The attack claimed by the Taliban came just weeks after three soldiers were killed in a similar bombing, bringing the total number of Georgian dead to 29.

Yet Georgia's involvement in Afghanistan is seen by many here as a key stepping stone towards its long-term goal of joining the military alliance.

Georgia's NATO aspirations infuriate neighbour Russia, which fought a brief war with Georgia in 2008 and sees any further NATO expansion into the former Soviet Union as a threat to its security.

Originally ordered by US-ally President Mikheil Saakashvili in 2004, the Afghan deployment has grown steadily since then.

It maintains the strong support of billionaire Prime Minister Bidzina Ivanishvili, Saakashvili's political nemesis, whose coalition triumphed in October parliamentary polls.

"Despite this horrible tragedy, nothing will break us; no one will make us retreat," Ivanishvili said in a video statement after the latest attack on Georgian troops.

"We will continue to fight for peace in the world," said Ivanishvili, who has made normalising relations with Russia a foreign policy priority while also promising to maintain Saakashvili's pro-Western course.

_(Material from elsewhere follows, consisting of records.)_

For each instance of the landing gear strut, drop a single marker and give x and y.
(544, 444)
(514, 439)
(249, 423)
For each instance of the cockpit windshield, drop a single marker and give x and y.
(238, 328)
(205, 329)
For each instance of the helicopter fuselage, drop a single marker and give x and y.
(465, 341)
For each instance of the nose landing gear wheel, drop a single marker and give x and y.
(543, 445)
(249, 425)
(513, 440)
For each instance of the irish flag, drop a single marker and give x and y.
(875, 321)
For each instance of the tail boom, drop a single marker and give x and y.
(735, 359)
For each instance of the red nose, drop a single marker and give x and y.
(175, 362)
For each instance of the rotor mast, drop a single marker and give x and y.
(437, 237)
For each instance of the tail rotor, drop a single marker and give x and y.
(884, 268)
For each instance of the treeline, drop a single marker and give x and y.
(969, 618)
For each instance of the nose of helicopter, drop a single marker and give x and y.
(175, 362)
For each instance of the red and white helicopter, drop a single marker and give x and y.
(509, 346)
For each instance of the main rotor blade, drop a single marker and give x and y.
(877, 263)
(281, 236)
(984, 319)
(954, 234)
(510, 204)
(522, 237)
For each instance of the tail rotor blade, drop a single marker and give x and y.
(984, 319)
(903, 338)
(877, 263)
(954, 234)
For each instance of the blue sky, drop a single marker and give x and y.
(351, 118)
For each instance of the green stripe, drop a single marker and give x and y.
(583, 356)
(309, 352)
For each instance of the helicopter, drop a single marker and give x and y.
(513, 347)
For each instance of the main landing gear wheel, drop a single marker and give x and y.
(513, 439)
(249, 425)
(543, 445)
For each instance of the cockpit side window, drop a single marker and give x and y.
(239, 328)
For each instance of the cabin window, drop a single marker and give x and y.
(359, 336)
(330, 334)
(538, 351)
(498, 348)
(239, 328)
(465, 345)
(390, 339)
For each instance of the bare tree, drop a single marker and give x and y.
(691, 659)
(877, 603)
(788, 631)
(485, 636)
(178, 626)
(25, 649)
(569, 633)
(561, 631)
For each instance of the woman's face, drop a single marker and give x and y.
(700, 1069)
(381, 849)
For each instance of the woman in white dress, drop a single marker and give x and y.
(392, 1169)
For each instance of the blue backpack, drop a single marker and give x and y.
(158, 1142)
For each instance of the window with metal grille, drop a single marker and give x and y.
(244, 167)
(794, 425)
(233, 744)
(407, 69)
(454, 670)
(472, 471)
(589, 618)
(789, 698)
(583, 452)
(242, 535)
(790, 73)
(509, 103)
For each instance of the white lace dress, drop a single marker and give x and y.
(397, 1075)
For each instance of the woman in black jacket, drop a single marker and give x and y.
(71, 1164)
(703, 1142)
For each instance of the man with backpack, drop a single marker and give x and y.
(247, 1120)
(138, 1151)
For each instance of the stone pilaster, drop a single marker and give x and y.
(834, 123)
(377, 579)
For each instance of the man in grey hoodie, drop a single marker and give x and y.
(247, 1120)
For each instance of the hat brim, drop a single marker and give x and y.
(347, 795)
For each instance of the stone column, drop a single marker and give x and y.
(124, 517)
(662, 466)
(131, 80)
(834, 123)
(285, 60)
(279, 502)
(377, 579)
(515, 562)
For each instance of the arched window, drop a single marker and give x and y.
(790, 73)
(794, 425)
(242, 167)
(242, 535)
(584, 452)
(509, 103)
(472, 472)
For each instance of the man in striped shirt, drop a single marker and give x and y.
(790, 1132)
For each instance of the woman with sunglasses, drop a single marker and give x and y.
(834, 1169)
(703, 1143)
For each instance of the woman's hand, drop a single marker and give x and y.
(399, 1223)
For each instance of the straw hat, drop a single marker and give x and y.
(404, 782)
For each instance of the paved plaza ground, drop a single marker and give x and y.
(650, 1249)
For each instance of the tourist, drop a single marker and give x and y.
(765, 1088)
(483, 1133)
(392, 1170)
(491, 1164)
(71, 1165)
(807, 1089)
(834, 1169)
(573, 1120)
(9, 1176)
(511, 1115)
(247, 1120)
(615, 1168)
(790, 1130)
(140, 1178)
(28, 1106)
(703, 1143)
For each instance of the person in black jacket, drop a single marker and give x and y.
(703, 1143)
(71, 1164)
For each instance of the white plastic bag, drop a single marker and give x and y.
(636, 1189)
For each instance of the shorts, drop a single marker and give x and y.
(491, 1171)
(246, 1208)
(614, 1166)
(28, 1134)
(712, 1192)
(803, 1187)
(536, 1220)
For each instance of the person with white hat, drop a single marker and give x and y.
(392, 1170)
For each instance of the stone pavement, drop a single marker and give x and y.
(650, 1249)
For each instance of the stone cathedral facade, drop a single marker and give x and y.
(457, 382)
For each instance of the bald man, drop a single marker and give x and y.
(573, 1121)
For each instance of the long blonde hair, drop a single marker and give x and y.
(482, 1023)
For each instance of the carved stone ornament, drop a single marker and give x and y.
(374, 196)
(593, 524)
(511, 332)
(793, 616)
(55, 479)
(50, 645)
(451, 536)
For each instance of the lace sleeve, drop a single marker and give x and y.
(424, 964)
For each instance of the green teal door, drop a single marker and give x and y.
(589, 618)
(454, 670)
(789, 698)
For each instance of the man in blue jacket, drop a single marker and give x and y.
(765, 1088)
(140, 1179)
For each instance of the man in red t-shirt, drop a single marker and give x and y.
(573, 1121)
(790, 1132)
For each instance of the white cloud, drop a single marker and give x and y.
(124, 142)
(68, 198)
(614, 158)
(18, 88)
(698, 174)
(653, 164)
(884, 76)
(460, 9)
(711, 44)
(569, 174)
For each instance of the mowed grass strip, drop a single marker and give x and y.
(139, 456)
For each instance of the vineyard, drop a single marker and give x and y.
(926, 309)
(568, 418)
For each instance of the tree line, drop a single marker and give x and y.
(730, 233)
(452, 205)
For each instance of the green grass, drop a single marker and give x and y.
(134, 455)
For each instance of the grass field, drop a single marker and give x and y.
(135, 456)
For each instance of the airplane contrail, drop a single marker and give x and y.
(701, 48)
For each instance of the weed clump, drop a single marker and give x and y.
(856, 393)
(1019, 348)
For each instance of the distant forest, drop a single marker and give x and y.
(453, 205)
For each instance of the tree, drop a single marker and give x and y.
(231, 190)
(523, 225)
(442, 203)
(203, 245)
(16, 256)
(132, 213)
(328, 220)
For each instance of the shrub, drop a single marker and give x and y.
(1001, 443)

Since the June 6 attack Georgia's defence minister Irakli Alasania announced that NATO has agreed to close two Georgian bases in Helmand, including the one targeted by the latest blast.

For now though, calls for the country's total withdrawal from Afghanistan remain muted, with only the marginal Labour Party calling for a referendum on the issue.

Around 100,000 US-led ISAF troops are fighting a Taliban-dominated insurgency in Afghanistan in a conflict that began in 2001 following the September 11 attacks in the United States.

The US and its NATO allies are seeking to hand control of security to Afghan forces in withdrawing their combat troops by the end of 2014.

In February, Georgia reiterated a pledge that it is willing to continue deploying troops to assist local security forces after NATO's combat mission formally ends.

Analysts say that overall Georgians still back the Afghan mission -and the final aim of joining NATO was endorsed overwhelmingly in a 2008 referendum.

"Obviously when casualties take place then the popular sentiment is less favourable to the deployment, but the population in general still continues to understand the importance of this operation," said Sergi Kapanadze, a former deputy foreign minister and founder of Georgia's Reforms Associates think-tank.

Despite the internal political conflict between supporters of Ivanishvili and Saakashvili, continued involvement in Afghanistan is one of the few issues that the country's squabbling politicians agree on.

"On the major foreign policy issues the two sides have remained pretty close and there is still not much change from before," Kapanadze said.